Direct-sold is the traditional way of buying TV inventory, and why there’s still some trepidation pivoting to programmatic.
When Borders got crushed by Amazon, and this is the problem with the way people think about it when they say “automated is going to crush brick and mortar,” the lesson we took from it is Borders did not add any value that Amazon didn’t have. They were selling the same product. So when you bought a book at Borders, you weren’t getting anything different than when you bought it at Amazon. [Amazon provided] a similar product, but they’re adding value that you can’t get at [Borders].
YuMe offers advertisers access to “TV segments.” Time Warner Cable offers “TV Tribes.” Are you competing with cable?
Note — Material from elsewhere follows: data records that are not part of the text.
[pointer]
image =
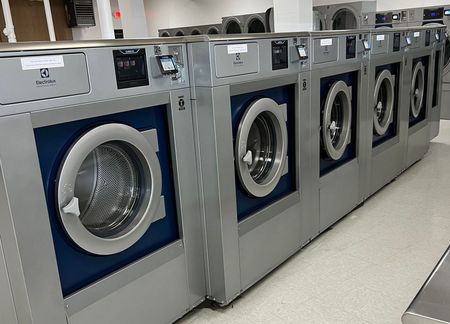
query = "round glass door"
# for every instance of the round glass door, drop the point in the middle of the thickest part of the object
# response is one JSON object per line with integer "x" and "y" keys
{"x": 417, "y": 89}
{"x": 383, "y": 102}
{"x": 344, "y": 19}
{"x": 336, "y": 120}
{"x": 261, "y": 147}
{"x": 447, "y": 55}
{"x": 108, "y": 189}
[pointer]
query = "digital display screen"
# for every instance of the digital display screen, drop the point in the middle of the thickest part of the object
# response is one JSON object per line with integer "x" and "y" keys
{"x": 131, "y": 68}
{"x": 366, "y": 44}
{"x": 351, "y": 47}
{"x": 433, "y": 13}
{"x": 279, "y": 55}
{"x": 302, "y": 52}
{"x": 396, "y": 47}
{"x": 383, "y": 18}
{"x": 167, "y": 64}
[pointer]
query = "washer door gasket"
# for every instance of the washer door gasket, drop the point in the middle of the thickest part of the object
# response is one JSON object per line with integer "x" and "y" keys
{"x": 108, "y": 189}
{"x": 417, "y": 89}
{"x": 261, "y": 147}
{"x": 337, "y": 120}
{"x": 384, "y": 98}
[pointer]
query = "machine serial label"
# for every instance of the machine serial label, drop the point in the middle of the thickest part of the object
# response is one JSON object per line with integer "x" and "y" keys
{"x": 237, "y": 48}
{"x": 42, "y": 62}
{"x": 326, "y": 42}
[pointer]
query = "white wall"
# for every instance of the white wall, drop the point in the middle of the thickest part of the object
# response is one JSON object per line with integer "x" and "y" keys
{"x": 391, "y": 4}
{"x": 178, "y": 13}
{"x": 402, "y": 4}
{"x": 87, "y": 33}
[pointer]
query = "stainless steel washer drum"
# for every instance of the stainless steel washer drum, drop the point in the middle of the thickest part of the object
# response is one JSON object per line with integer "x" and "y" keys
{"x": 337, "y": 120}
{"x": 261, "y": 147}
{"x": 108, "y": 189}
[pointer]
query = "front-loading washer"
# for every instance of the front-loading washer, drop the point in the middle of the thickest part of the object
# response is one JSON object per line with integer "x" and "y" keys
{"x": 349, "y": 15}
{"x": 417, "y": 108}
{"x": 99, "y": 165}
{"x": 338, "y": 91}
{"x": 250, "y": 152}
{"x": 387, "y": 93}
{"x": 432, "y": 16}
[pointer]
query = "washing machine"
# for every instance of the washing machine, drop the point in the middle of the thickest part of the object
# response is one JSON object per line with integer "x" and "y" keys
{"x": 247, "y": 24}
{"x": 339, "y": 82}
{"x": 417, "y": 108}
{"x": 387, "y": 94}
{"x": 349, "y": 15}
{"x": 101, "y": 213}
{"x": 437, "y": 15}
{"x": 437, "y": 39}
{"x": 251, "y": 154}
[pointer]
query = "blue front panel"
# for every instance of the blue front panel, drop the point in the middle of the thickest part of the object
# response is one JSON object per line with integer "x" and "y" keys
{"x": 351, "y": 79}
{"x": 77, "y": 268}
{"x": 246, "y": 204}
{"x": 423, "y": 112}
{"x": 393, "y": 127}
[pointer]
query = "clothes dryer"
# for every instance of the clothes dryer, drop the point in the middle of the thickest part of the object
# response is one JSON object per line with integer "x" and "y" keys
{"x": 99, "y": 165}
{"x": 417, "y": 108}
{"x": 349, "y": 15}
{"x": 391, "y": 19}
{"x": 387, "y": 94}
{"x": 251, "y": 146}
{"x": 247, "y": 24}
{"x": 338, "y": 102}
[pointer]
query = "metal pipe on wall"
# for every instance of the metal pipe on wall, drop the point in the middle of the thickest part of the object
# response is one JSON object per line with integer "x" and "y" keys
{"x": 105, "y": 17}
{"x": 9, "y": 28}
{"x": 48, "y": 16}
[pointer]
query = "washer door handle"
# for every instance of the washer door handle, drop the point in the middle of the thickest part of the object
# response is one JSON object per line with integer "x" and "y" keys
{"x": 248, "y": 158}
{"x": 72, "y": 207}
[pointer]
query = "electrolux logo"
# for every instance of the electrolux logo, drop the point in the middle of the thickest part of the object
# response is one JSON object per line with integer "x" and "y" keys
{"x": 237, "y": 59}
{"x": 45, "y": 78}
{"x": 45, "y": 73}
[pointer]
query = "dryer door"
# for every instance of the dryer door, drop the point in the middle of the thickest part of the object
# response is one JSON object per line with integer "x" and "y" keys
{"x": 417, "y": 89}
{"x": 344, "y": 19}
{"x": 108, "y": 189}
{"x": 383, "y": 103}
{"x": 337, "y": 120}
{"x": 261, "y": 147}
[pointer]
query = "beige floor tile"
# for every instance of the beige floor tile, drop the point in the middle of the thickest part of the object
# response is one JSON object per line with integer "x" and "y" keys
{"x": 369, "y": 266}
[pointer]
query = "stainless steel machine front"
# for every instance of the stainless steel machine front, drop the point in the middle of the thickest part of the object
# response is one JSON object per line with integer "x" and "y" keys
{"x": 339, "y": 81}
{"x": 387, "y": 93}
{"x": 416, "y": 110}
{"x": 251, "y": 134}
{"x": 100, "y": 210}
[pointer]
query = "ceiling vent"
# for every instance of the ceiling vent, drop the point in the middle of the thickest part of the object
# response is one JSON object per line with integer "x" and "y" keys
{"x": 80, "y": 13}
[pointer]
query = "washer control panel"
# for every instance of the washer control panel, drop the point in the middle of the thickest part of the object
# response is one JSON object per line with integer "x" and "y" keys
{"x": 131, "y": 68}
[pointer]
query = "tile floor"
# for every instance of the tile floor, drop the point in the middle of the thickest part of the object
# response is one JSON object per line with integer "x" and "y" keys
{"x": 368, "y": 267}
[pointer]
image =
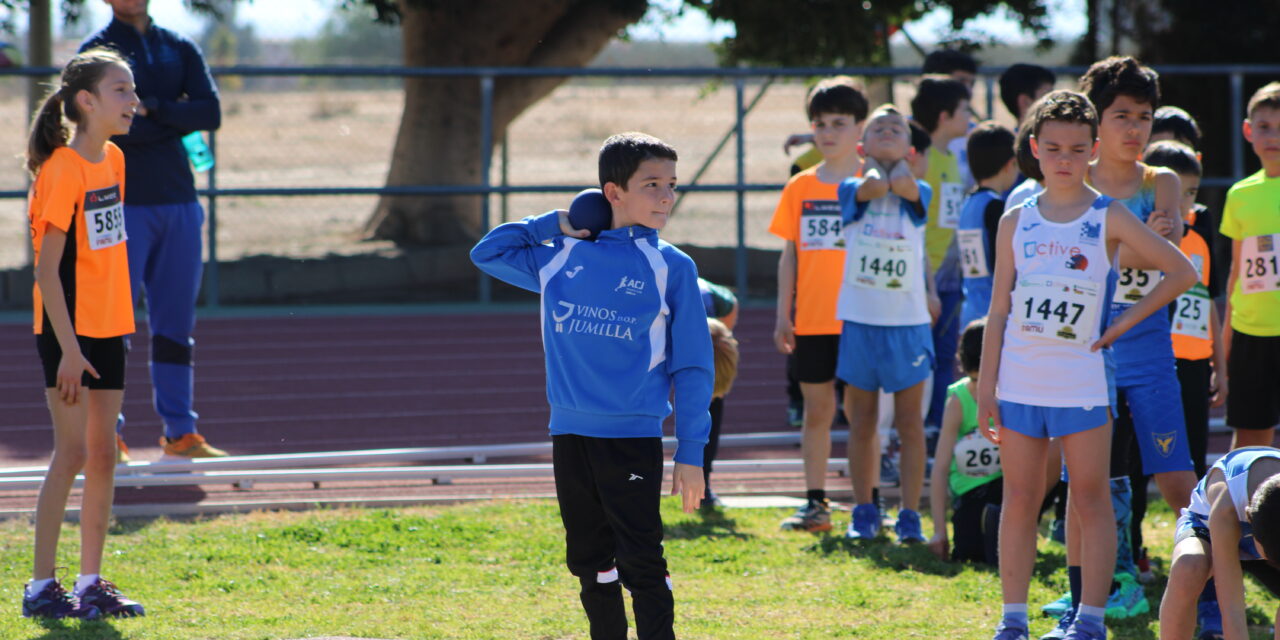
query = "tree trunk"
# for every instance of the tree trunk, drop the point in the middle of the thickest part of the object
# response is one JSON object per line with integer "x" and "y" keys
{"x": 440, "y": 129}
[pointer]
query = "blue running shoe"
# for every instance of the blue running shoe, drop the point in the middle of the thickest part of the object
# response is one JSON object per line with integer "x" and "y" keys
{"x": 1210, "y": 618}
{"x": 1082, "y": 630}
{"x": 908, "y": 528}
{"x": 108, "y": 598}
{"x": 1128, "y": 599}
{"x": 54, "y": 602}
{"x": 1064, "y": 625}
{"x": 864, "y": 524}
{"x": 1057, "y": 608}
{"x": 1010, "y": 632}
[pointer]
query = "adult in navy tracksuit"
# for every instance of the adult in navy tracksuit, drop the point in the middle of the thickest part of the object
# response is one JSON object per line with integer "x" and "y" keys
{"x": 622, "y": 323}
{"x": 161, "y": 215}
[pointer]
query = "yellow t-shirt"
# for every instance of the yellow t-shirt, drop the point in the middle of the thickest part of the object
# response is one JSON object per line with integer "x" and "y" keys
{"x": 944, "y": 177}
{"x": 808, "y": 214}
{"x": 1253, "y": 209}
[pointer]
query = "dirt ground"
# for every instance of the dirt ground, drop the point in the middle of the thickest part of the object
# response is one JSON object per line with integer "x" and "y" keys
{"x": 338, "y": 137}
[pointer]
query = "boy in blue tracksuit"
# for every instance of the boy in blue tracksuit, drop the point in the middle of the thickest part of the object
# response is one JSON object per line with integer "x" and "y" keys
{"x": 622, "y": 323}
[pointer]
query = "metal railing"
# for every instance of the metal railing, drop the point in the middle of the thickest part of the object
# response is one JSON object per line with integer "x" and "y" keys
{"x": 485, "y": 77}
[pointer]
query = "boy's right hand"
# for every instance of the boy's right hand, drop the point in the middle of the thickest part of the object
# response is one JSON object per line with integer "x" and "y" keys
{"x": 785, "y": 337}
{"x": 71, "y": 369}
{"x": 988, "y": 416}
{"x": 567, "y": 229}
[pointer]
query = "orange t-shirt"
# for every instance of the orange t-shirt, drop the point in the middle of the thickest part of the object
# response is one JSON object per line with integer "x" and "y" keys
{"x": 1187, "y": 347}
{"x": 808, "y": 214}
{"x": 85, "y": 200}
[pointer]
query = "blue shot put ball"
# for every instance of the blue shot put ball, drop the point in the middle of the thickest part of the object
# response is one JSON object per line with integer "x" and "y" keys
{"x": 590, "y": 211}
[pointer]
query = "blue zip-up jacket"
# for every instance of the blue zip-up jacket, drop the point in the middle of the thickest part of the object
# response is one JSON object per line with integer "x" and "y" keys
{"x": 179, "y": 96}
{"x": 622, "y": 323}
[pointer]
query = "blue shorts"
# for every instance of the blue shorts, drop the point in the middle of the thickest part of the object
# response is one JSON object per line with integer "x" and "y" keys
{"x": 885, "y": 357}
{"x": 1155, "y": 405}
{"x": 1037, "y": 421}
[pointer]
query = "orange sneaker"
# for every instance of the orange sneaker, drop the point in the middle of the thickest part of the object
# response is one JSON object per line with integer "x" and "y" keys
{"x": 122, "y": 451}
{"x": 191, "y": 446}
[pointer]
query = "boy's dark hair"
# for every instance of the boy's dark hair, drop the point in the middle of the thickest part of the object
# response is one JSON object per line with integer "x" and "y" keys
{"x": 1174, "y": 155}
{"x": 991, "y": 147}
{"x": 920, "y": 138}
{"x": 48, "y": 132}
{"x": 621, "y": 155}
{"x": 1116, "y": 76}
{"x": 970, "y": 346}
{"x": 937, "y": 95}
{"x": 949, "y": 60}
{"x": 1066, "y": 106}
{"x": 836, "y": 95}
{"x": 1264, "y": 513}
{"x": 1267, "y": 96}
{"x": 1027, "y": 161}
{"x": 1023, "y": 80}
{"x": 1174, "y": 119}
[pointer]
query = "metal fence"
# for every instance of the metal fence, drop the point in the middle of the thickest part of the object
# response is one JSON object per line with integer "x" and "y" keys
{"x": 279, "y": 120}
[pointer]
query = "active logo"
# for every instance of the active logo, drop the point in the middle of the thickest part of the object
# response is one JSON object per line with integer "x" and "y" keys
{"x": 1091, "y": 233}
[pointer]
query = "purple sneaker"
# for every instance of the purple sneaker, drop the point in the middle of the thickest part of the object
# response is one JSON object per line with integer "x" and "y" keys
{"x": 109, "y": 599}
{"x": 54, "y": 602}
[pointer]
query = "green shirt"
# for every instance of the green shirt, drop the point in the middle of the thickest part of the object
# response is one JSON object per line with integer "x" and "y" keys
{"x": 960, "y": 483}
{"x": 1253, "y": 209}
{"x": 944, "y": 178}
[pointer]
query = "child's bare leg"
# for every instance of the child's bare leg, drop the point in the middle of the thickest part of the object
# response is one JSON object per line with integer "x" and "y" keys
{"x": 1088, "y": 457}
{"x": 1022, "y": 458}
{"x": 1188, "y": 571}
{"x": 104, "y": 406}
{"x": 67, "y": 461}
{"x": 819, "y": 410}
{"x": 910, "y": 433}
{"x": 862, "y": 408}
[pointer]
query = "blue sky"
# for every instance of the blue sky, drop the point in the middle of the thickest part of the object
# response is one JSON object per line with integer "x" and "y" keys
{"x": 293, "y": 18}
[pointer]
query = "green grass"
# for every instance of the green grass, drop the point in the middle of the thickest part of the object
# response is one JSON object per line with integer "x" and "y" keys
{"x": 494, "y": 570}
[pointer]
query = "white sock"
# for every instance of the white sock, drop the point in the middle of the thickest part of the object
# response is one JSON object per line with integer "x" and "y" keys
{"x": 35, "y": 586}
{"x": 85, "y": 581}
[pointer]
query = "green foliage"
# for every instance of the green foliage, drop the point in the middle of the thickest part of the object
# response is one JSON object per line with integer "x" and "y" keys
{"x": 837, "y": 32}
{"x": 496, "y": 570}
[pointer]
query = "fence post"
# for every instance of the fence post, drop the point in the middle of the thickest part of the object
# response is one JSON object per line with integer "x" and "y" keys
{"x": 485, "y": 164}
{"x": 1234, "y": 129}
{"x": 740, "y": 114}
{"x": 211, "y": 266}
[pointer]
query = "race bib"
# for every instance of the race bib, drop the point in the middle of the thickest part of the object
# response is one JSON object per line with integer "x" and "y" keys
{"x": 973, "y": 254}
{"x": 819, "y": 225}
{"x": 1260, "y": 268}
{"x": 949, "y": 208}
{"x": 1191, "y": 312}
{"x": 1136, "y": 284}
{"x": 1056, "y": 307}
{"x": 976, "y": 456}
{"x": 883, "y": 264}
{"x": 104, "y": 218}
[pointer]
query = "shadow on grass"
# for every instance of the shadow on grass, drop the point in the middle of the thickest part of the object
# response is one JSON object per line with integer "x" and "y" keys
{"x": 63, "y": 630}
{"x": 704, "y": 525}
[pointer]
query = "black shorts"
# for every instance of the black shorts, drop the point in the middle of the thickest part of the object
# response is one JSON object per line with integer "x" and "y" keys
{"x": 816, "y": 357}
{"x": 1253, "y": 369}
{"x": 106, "y": 356}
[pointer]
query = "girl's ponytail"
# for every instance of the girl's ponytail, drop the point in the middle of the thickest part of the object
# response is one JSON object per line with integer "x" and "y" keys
{"x": 48, "y": 132}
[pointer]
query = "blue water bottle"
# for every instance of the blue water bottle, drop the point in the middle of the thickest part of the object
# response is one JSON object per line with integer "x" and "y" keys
{"x": 201, "y": 156}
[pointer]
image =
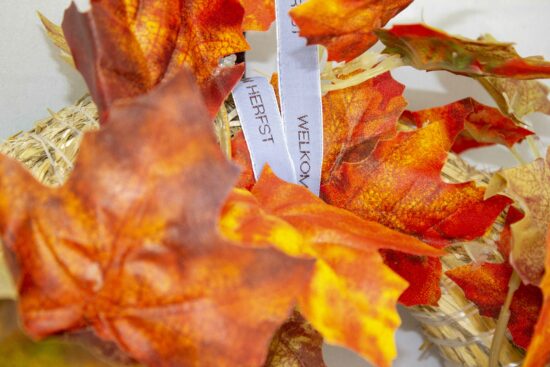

We think it’ll evolve to just like how it is with today’s TV world. There will be a few big guys where people will go and advertise and then they need a more efficient option and will go to cable because they’ll get scale and efficiency and we’re competing on the scale perspective, just like cable is competing. It’s a little more cost efficient, it gives far better scale and it’s still a little more cost efficient and gives far better scale, and people are aware and receptive.
All the premium broadcast content owners have an issue because their share of voice online is declining as a percentage of total videos being viewed. Unlike television where six, maybe 10 guys pretty much own all the viewership, online if you add up NBC, ABC, CBS, Viacom, Time Warner, the percentage of mindshare they have from video viewership is declining over time. If they had 20% share five years ago, they have 10% share now for the number of videos viewed. And so I think we’re in a different business to answer your question.
What business are you in?
We’re in the business of: “We will aggregate really large-scale, for you, Mr. TV advertiser.” Whereas Time Warner is saying, “I’ll … get the same Time Warner audience and extend it online.” But they have very little scale compared to television. Everyone is trying to convince you their content is the best, and it often is the best, but there’s not enough of it.
Let’s talk about YuMe’s future. Your CFO, Tim Laehy, departed in May and joined Livefyre. Have you filled the role and what’s your headcount?
The role is temporarily being held by Tony Carvalho. Tim actually hired him and most of the staff. He was with us three years and built a great staff. We have a search going for a strong, public company CFO. Tim has a history of coming to companies, building their finance teams, taking them public and then coming back and doing it again. As for our headcount, we’re growing heavily. We hired 100-150 people in the last year. We’re 500 people, give or take. We have 250 in the US, 200 in India and maybe 50 in Europe. Most of the staff in India are engineering people. We’re very tech heavy.
What’s next on the business agenda?
You will see us open up multiple distribution channels. The best way to increase sales of your product is put it on every street corner in a controlled fashion. We think international expansion is a big opportunity, and we think the business process to get advertising money into digital from digital agencies can be complemented with stores that are catering to TV agencies. The television advertising business is a big business and I think you’ll see us open distribution points there as well in addition to Video Reach to the digital agency trading desks. There’s people like Mediaocean and Strata that cater to the TV side of the business.